WASHINGTON (PAI) – In a move that could hamper labor’s new organizing techniques, the National Labor Relations Board is seeking briefs on the legality of procedures surrounding card checks.

By a 3-2 party-line vote on June 7 in a case involving the Auto Workers, the board reaffirmed card check is legal, though it says it prefers NLRB-run elections.

But the NLRB asked both labor and management about whether card-check recognition agreements should be in place before unions present a majority of cards, and how long union foes in a workplace must wait after card-check recognition before they can petition the Board for a vote to decertify (oust) the union.

That’s the key question the AFL-CIO must answer in briefs to be filed by July 15, says federation attorney Nancy Schiffer. “I don’t know that they [the NLRB] can overturn card check in this decision,” she told Press Associates Union News Service.

“But they can undermine its legitimacy by gratuitous statements” and by “presenting employers with the possibility of an immediate election” to oust the union “even after the employer goes through the non-confrontational procedure” of a card check, she said.

The issue is important because, frustrated by the incessant delays in NLRB election cases – delays the law lets management impose in efforts to wear unions down – unions increasingly turn to card-check recognition to successfully organize worksites.

Under card check, unions convince the employer in advance to agree to recognize and bargain once the union can present signed and verified cards from a majority of the workers involved.

In its June 7 ruling, the NLRB overturned two regional directors’ decisions involving UAW card-check agreements at the Dana Corporation’s auto parts plant in Upper Sandusky, Ohio, and the Metaldyne plant in St. Mary’s, Pa.

In both cases, anti-union workers, fronting for the radical right-wing National Right to Work Committee, challenged the union recognition through decertification petitions. The board’s regional officials threw the petitions out, saying that a full year had yet to elapse before the workers could file them. When unions win NLRB elections, they have a year – after all appeals are exhausted and they finally can represent workers – before foes can file a petition to oust them. If foes get 30 percent of workers to sign, the NLRB runs a decertification election.

The Right to Work Committee wants to shrink that period to virtually nothing. The regional directors said “no,” but the board said it wants to consider the decertification issue.

“The employers have honored the [card-check] agreement and have recognized the union,” said the board’s GOP majority, led by Chairman Robert J. Battista, a management-side labor lawyer from Detroit. “The issue is whether recognition should … bar decertification petitions by employees … not parties” to the pact.

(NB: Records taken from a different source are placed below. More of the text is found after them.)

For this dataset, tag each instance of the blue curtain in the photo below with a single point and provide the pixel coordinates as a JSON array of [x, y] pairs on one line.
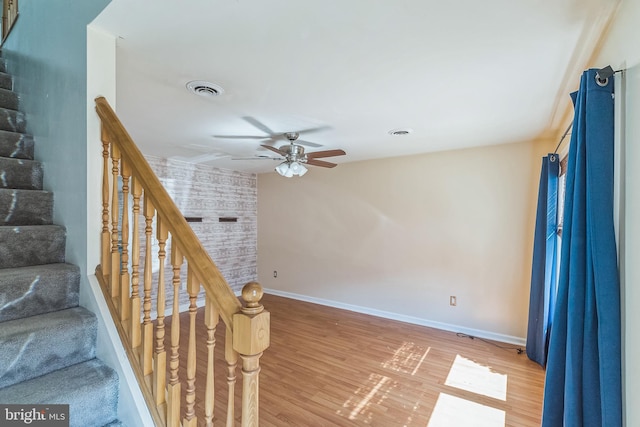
[[583, 377], [544, 271]]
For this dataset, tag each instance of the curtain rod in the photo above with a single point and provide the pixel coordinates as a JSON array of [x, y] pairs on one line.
[[601, 75]]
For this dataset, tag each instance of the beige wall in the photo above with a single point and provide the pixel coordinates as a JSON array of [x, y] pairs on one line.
[[399, 236], [621, 51]]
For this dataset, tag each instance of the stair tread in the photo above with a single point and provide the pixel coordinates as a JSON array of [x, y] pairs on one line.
[[12, 120], [20, 173], [16, 145], [25, 207], [36, 345], [38, 289], [9, 99], [24, 245], [89, 388]]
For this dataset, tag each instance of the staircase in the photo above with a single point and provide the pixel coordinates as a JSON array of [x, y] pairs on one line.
[[47, 342]]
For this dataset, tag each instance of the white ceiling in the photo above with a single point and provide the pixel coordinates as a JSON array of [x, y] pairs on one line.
[[459, 73]]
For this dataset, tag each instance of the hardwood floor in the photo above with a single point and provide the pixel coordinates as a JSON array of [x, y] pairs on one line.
[[331, 367]]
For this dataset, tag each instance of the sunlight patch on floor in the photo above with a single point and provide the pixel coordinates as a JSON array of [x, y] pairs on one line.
[[468, 375], [373, 393], [407, 358], [454, 411]]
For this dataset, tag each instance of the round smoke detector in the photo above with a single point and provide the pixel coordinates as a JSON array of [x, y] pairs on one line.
[[202, 88], [400, 131]]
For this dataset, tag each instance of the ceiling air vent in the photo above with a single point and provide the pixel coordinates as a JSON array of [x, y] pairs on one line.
[[401, 131], [202, 88]]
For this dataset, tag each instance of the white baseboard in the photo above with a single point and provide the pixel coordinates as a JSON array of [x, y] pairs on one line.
[[402, 318]]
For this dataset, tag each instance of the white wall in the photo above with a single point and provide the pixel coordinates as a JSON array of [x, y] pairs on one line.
[[399, 236], [621, 51]]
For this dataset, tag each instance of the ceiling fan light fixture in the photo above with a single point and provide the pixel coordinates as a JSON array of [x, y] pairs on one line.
[[282, 168], [290, 169]]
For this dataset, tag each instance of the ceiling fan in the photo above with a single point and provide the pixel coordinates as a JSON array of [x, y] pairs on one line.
[[271, 136], [295, 157]]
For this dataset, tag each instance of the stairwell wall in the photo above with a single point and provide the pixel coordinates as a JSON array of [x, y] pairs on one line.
[[59, 66], [47, 55]]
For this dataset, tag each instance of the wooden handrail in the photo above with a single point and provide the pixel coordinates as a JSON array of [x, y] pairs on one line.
[[132, 196], [9, 16], [208, 274]]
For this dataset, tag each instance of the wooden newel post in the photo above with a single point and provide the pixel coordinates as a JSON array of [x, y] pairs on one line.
[[250, 339]]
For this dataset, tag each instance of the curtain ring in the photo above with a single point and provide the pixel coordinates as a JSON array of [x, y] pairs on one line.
[[602, 82]]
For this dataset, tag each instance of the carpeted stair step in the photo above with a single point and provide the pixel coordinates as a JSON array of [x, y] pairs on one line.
[[89, 388], [16, 145], [25, 207], [25, 245], [12, 120], [9, 99], [6, 81], [20, 173], [37, 345], [29, 291]]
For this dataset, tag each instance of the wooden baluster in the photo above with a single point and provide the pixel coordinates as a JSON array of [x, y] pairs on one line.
[[147, 326], [211, 318], [114, 275], [250, 339], [193, 287], [106, 235], [173, 389], [134, 333], [231, 356], [124, 266], [160, 359]]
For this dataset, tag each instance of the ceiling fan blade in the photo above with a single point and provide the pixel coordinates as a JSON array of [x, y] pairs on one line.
[[325, 153], [314, 130], [241, 137], [258, 158], [259, 125], [321, 163], [308, 144], [274, 149]]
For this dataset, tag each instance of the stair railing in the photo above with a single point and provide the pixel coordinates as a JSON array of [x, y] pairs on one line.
[[9, 16], [130, 178]]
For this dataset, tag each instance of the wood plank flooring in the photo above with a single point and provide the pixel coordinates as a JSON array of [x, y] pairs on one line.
[[331, 367]]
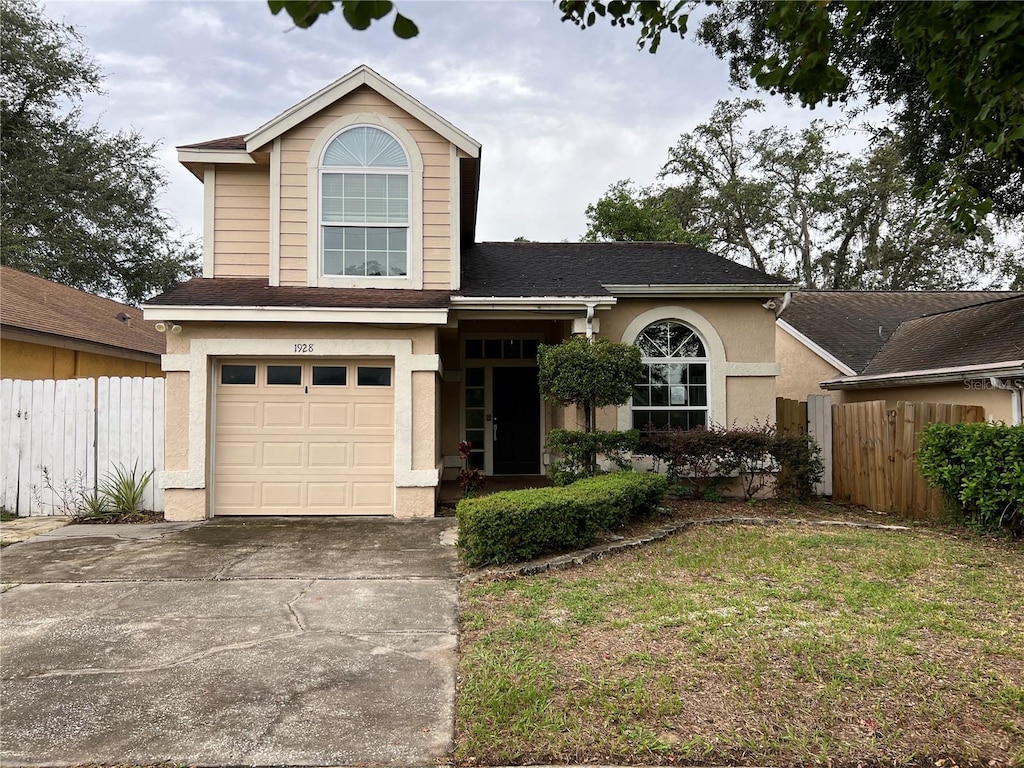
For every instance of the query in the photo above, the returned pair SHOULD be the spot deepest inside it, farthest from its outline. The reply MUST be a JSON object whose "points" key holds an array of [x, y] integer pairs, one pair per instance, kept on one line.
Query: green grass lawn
{"points": [[779, 646]]}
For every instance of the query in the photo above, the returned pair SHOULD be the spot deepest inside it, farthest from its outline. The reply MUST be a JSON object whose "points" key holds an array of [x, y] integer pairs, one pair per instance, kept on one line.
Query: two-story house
{"points": [[348, 330]]}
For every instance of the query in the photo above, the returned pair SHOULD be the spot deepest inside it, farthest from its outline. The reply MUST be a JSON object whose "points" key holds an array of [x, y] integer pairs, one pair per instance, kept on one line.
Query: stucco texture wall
{"points": [[22, 359]]}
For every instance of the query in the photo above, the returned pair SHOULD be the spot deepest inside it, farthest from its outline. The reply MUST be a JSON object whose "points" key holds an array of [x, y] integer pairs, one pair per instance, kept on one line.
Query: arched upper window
{"points": [[674, 389], [365, 202]]}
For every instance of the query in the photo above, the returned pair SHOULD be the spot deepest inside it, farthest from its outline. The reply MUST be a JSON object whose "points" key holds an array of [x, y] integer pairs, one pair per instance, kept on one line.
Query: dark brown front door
{"points": [[516, 426]]}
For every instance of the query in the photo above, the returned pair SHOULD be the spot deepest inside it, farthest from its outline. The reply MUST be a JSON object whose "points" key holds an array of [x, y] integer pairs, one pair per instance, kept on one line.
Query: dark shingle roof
{"points": [[853, 326], [583, 268], [977, 335], [228, 142], [243, 292], [34, 304]]}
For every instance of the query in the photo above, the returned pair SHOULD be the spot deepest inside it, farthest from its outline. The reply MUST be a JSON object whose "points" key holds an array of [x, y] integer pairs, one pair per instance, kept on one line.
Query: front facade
{"points": [[349, 331]]}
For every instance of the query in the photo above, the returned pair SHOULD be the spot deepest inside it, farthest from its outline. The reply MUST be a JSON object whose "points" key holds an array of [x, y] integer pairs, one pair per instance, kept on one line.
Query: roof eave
{"points": [[363, 75], [712, 290], [928, 376]]}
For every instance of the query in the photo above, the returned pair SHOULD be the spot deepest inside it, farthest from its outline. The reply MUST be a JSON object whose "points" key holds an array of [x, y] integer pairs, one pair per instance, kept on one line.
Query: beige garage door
{"points": [[304, 437]]}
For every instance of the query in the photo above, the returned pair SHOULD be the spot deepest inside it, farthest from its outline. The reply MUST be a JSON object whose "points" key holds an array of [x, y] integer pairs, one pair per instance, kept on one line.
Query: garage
{"points": [[304, 437]]}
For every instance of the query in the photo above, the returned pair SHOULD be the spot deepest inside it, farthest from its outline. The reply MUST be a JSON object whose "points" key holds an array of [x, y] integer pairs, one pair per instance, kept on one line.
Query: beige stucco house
{"points": [[349, 330], [961, 347]]}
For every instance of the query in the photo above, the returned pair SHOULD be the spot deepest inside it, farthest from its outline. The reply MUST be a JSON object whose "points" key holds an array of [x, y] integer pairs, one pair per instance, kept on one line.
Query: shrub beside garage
{"points": [[516, 525]]}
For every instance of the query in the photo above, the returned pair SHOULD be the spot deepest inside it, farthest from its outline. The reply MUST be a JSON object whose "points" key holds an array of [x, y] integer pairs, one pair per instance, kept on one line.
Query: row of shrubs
{"points": [[980, 470], [698, 462], [517, 525]]}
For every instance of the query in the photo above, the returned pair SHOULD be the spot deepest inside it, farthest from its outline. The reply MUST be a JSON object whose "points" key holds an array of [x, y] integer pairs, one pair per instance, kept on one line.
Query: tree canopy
{"points": [[950, 73], [80, 206], [788, 204]]}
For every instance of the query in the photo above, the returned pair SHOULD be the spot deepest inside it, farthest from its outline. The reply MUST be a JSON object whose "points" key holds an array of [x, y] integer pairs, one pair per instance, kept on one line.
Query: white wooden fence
{"points": [[62, 438]]}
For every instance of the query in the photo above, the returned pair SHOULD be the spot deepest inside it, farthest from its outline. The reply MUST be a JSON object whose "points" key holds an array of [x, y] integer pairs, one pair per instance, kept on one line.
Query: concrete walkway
{"points": [[246, 641]]}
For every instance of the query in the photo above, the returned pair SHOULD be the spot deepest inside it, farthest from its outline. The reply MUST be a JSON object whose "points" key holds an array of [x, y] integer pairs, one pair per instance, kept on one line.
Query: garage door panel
{"points": [[284, 455], [329, 455], [241, 455], [284, 414], [238, 414], [331, 414], [329, 496], [304, 450], [373, 415], [372, 456]]}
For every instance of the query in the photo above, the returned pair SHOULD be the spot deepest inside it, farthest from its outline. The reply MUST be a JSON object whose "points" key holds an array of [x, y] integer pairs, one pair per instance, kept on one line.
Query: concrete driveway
{"points": [[269, 641]]}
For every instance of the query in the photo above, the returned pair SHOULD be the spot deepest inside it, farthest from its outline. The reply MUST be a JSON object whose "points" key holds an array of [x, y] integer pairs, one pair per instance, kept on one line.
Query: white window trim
{"points": [[315, 278], [714, 348]]}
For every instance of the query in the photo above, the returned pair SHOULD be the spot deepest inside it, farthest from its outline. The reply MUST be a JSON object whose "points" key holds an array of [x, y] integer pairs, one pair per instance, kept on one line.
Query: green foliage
{"points": [[516, 525], [578, 450], [80, 206], [591, 374], [699, 460], [358, 13], [645, 215], [980, 469]]}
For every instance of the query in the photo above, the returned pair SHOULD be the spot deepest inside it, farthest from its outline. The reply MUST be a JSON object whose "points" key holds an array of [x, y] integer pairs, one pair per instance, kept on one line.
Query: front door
{"points": [[516, 421]]}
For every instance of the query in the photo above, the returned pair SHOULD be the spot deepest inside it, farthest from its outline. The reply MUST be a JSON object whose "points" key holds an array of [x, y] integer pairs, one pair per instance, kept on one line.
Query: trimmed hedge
{"points": [[980, 470], [516, 525]]}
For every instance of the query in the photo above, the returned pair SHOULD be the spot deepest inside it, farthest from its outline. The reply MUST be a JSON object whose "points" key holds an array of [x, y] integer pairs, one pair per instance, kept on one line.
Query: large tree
{"points": [[790, 204], [949, 72], [79, 205]]}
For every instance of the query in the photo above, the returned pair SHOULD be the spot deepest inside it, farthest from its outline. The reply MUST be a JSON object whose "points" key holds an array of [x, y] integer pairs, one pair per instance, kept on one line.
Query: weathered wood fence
{"points": [[812, 417], [875, 452], [61, 438]]}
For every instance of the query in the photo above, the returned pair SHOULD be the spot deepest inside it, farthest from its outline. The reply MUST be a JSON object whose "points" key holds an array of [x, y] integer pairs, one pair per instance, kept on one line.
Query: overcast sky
{"points": [[561, 113]]}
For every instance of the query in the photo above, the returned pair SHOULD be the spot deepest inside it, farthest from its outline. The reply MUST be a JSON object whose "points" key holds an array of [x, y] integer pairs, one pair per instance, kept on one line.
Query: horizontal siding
{"points": [[295, 146], [242, 222]]}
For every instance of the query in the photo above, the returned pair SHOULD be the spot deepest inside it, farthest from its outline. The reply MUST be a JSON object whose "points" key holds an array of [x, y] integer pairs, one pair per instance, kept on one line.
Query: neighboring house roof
{"points": [[508, 269], [853, 326], [31, 306], [254, 292], [979, 335]]}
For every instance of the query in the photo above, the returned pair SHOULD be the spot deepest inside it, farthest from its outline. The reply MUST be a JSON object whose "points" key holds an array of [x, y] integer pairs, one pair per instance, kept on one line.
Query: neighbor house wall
{"points": [[295, 147], [23, 359]]}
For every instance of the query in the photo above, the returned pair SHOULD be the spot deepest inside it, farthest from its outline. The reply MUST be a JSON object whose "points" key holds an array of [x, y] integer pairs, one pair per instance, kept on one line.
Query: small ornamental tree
{"points": [[590, 374]]}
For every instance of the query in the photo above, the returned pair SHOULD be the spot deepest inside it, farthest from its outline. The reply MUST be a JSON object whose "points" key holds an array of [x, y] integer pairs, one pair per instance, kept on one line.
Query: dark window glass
{"points": [[330, 376], [238, 374], [284, 374], [374, 377]]}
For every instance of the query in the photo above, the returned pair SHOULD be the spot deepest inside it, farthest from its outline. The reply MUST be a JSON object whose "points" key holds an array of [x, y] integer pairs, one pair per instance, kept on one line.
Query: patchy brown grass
{"points": [[740, 645]]}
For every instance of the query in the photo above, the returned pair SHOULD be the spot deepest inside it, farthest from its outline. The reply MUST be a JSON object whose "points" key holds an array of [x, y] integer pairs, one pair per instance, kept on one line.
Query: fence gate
{"points": [[875, 454], [61, 438]]}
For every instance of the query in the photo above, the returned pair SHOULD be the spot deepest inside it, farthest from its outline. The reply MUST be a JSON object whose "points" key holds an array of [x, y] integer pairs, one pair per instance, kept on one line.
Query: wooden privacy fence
{"points": [[61, 438], [875, 453]]}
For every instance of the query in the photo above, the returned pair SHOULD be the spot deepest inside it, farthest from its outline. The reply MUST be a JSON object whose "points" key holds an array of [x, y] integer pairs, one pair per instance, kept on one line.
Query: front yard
{"points": [[754, 645]]}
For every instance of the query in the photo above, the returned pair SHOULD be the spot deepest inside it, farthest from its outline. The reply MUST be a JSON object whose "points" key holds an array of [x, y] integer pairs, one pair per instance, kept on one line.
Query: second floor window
{"points": [[365, 205]]}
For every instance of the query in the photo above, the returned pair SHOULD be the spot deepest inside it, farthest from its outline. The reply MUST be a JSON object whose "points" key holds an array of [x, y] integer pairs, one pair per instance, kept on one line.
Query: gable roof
{"points": [[978, 335], [551, 269], [344, 85], [32, 305], [853, 326]]}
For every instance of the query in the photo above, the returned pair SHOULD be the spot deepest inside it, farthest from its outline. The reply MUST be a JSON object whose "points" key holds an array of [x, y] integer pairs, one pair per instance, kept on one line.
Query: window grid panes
{"points": [[673, 391], [365, 216]]}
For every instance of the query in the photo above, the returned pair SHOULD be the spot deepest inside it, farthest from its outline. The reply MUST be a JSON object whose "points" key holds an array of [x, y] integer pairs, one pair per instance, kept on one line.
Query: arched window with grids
{"points": [[674, 389], [365, 205]]}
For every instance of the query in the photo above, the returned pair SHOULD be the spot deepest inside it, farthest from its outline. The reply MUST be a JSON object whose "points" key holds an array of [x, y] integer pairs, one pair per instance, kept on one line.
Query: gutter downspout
{"points": [[1016, 388]]}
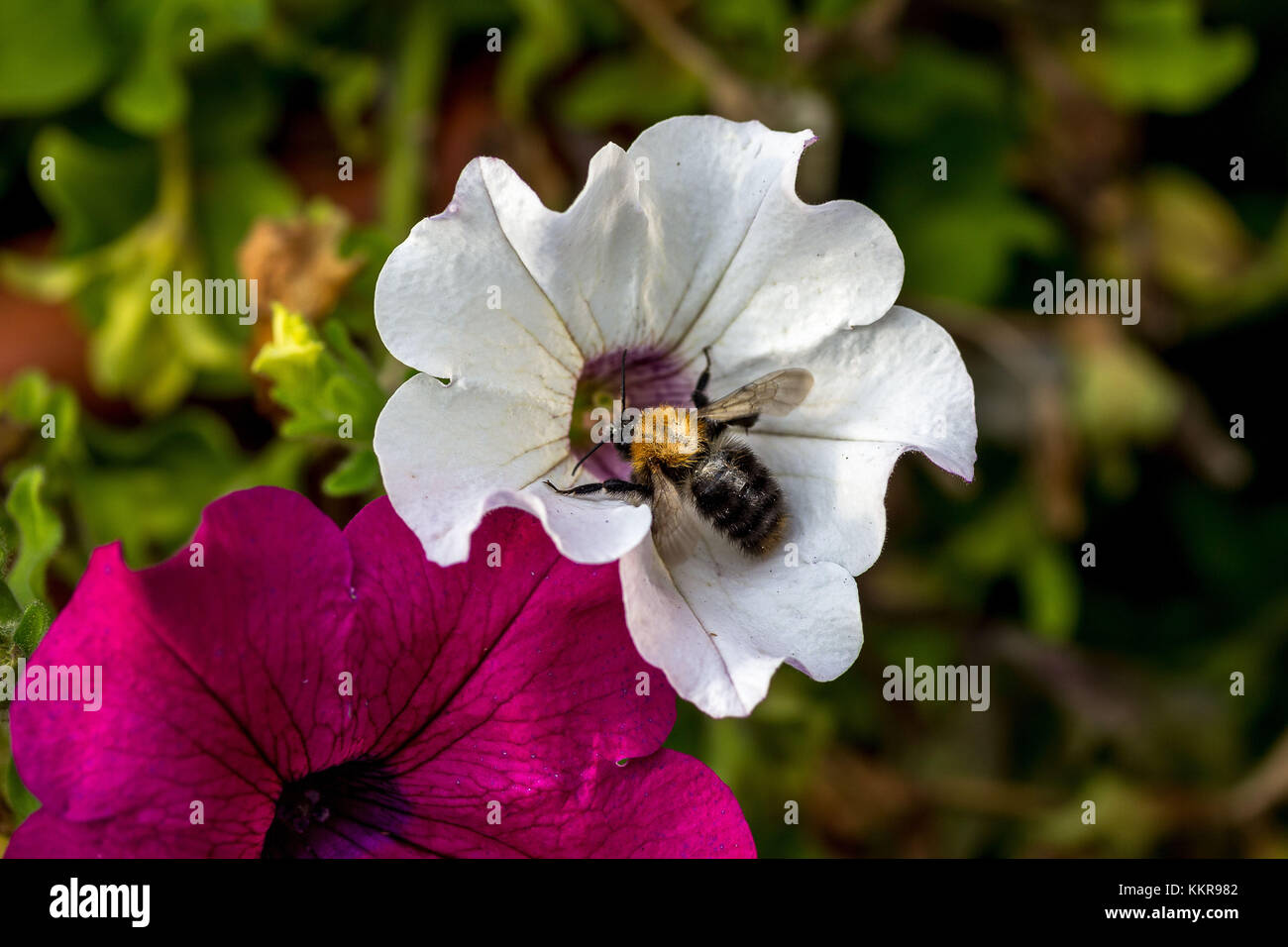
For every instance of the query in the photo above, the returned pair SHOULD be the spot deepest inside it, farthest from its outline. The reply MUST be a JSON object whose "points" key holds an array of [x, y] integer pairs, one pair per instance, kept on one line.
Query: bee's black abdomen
{"points": [[739, 497]]}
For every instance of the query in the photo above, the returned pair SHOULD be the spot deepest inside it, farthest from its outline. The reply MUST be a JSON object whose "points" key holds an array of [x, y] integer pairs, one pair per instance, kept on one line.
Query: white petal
{"points": [[451, 454], [735, 247], [588, 260], [456, 300], [719, 625], [879, 390]]}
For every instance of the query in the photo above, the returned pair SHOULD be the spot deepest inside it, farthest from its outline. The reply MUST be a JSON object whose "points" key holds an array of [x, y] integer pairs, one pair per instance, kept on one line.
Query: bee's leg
{"points": [[613, 487], [699, 392]]}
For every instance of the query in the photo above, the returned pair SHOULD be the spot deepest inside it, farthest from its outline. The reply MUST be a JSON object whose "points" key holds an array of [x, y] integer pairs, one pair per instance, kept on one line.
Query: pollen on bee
{"points": [[665, 434]]}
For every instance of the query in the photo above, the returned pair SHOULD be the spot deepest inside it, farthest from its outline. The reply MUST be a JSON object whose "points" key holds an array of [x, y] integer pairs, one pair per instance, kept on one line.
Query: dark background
{"points": [[1108, 684]]}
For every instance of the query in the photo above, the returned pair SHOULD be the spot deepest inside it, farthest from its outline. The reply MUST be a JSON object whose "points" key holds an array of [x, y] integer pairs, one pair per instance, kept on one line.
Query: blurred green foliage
{"points": [[1111, 684]]}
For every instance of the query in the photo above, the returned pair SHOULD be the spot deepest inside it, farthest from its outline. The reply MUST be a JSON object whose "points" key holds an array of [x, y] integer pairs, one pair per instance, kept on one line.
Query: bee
{"points": [[703, 468]]}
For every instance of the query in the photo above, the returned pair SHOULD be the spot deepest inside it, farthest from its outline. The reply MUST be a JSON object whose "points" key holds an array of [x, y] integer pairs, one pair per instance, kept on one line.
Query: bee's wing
{"points": [[675, 526], [774, 394]]}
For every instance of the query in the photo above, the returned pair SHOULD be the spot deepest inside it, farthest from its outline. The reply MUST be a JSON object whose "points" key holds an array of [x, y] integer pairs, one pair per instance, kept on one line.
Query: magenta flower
{"points": [[308, 692]]}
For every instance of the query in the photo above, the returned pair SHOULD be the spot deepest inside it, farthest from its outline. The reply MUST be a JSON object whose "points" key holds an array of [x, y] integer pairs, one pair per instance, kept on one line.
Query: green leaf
{"points": [[40, 532], [359, 474], [320, 382], [98, 191], [17, 796], [52, 54], [1155, 54], [31, 628]]}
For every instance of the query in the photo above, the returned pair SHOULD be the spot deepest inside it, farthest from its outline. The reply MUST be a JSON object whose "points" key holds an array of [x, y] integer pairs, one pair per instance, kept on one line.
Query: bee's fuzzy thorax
{"points": [[677, 440]]}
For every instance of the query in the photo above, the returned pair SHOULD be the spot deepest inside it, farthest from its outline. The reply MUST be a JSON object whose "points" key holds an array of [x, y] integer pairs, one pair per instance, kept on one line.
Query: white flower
{"points": [[694, 237]]}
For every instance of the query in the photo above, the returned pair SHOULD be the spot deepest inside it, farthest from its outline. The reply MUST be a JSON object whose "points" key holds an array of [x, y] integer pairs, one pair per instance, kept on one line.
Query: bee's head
{"points": [[610, 382]]}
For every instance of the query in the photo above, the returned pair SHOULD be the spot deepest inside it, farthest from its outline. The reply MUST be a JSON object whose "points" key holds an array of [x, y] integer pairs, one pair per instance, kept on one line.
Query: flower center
{"points": [[312, 813], [652, 377]]}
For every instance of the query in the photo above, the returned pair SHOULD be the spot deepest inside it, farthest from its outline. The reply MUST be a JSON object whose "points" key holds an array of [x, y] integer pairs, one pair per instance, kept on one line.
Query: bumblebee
{"points": [[703, 468]]}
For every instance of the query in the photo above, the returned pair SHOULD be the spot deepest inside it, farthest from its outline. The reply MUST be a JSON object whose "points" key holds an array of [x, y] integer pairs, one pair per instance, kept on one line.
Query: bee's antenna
{"points": [[623, 379], [587, 458]]}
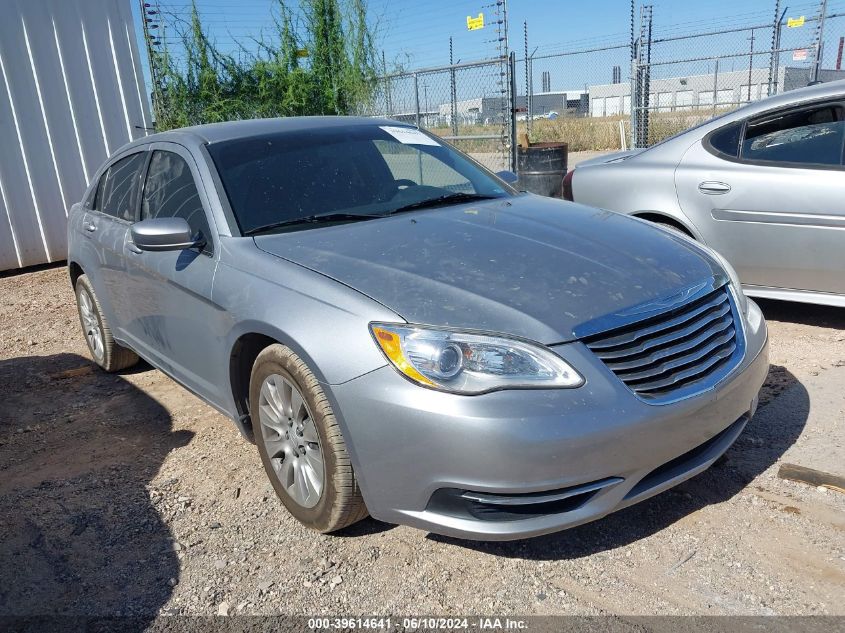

“Increased usage of recognition agreements, the varying contexts in which an agreement can be reached, the superiority of board-supervised secret ballot elections and the importance of rights of employees are all factors which warrant a critical look at the issues raised here,” the board declared.

The two NLRB dissenters, Democratic members Wilma Liebman and Dennis Walsh, made the same points Schiffer did. “Voluntary recognition is ‘a favored element of national labor policy’” and has been for at least 42 years, they said.

“Abolishing the bar” to decert votes “would make voluntary recognition meaningless,” they added. “Employers would have no incentive to recognize unions if they know that recognition would be subject to immediate second-guessing.”

The Right to Work Committee crowed with glee, but overstated the ruling’s impact. It claimed the NLRB could kill card-check. NLRB spokeswoman Melissa Gilbert said that’s incorrect.

UAW President Ron Gettelfinger defended card check as “fair and efficient,” recognized for decades by courts and the NLRB. “Its use should be expanded, not curtailed,” he said. The one-year ban on decertification votes after the union can act “exists to prevent a minority of workers from exercising a veto over the decision made by the majority” to unionize, he said.

No date was set for a ruling in the case, and both Schiffer and UAW spokesman Roger Kerson said the argument shows the importance of electing a pro-worker president – Sen. John Kerry (D-Mass.) – this fall, since several NLRB members’ terms expire.